Moonlight: viaggio nell’identità sentimentale

Una delicata storia di formazione sull’essere neri nell’America di oggi, ma non solo. Il film diretto da Barry Jenkins porta a casa il premio più ambito nella notte degli Oscar 2017: la nostra recensione di Moonlight.

_di Pier Allegri 

«Ero un nanetto selvaggio. Proprio come te. Correvo scalzo per la città, con la luna piena. E una volta, correvo urlando di fronte a una vecchia come un’idiota. E questa signora mi ferma e mi dice: “Sotto la luce della luna, i ragazzi neri diventano blu. Anche tu sei blu. Ed è così che ti chiamerò: Blue»

Chiron è un bambino afroamericano che vive in quartiere di Miami minato dalla droga e dalla criminalità e segnato da povertà e violenza. In cerca di un posto nel mondo e di una identità, scoprirà nel corso della sua vita sé stesso, la sua voglia di tenerezza e la sua sessualità.

Tratto dalla breve pièce teatrale “In Moonlight Black Boys Look Blue” di Tarrel Alvin McCraney (premiato assieme a Barry Jankins con l’Oscar alla migliore sceneggiatura non originale), ”Moonlight” è un film in tre atti, tre come i nomi che accompagnano il protagonista Chiron (come Chirone, il centauro addestratore di eroi della mitologia greca) in altrettante fasi della sua vita: Little, Chiron e Black/Bambino, Ragazzo, Adulto.

«A un certo punto dovrai decidere da solo chi vuoi diventare. Non lasciare che qualcuno decida per te»

Il film di Jenkins è una delicata storia di formazione sull’essere neri nell’America di oggi ma non solo: questo capolavoro del cinema indie vincitore dell’Oscar al miglior film (dimentichiamo l’imbarazzo di domenica 26 febbraio..) è un romanzo in pellicola sulla educazione sentimentale di un ragazzo gay e di colore duro e tenero, leggero e grave, ma mai melenso o ricattatorio. La difficile costruzione di una identità sensibile e sessuale è impersonata dal complesso protagonista Chiron, nel film interpretato da tre attori diversi, e di cui il regista cattura la poesia umana, scansando attentamente cliché e mistificazioni di ogni sorta. La regia e la fotografia fenomenali racchiudono ed esaltano il fine della narrazione, con risultati stilisticamente impressionanti e mai estetizzanti, pur essendo a tratti non dissimile da una tecnica impressionista.
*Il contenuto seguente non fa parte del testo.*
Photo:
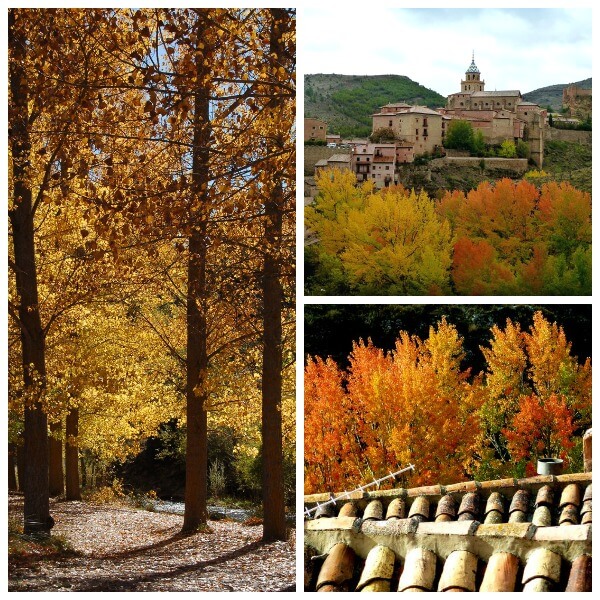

L’elemento migliore del film, le performance dei non protagonisti: Naomie Harris (la Tia Dalma di “Pirati dei Caraibi), nel ruolo della madre tossicodipendente Paula, tra tenerezza, squallore e disgusto del sè, e il Juan di Mahershala Ali (Oscar al miglior attore non protagonista), figura paterna del protagonista e motore dell’azione del film, uno spacciatore dal cuore d’oro e dalla meravigliosa sensibilità: un poeta reso criminale dalle difficoltà della vita.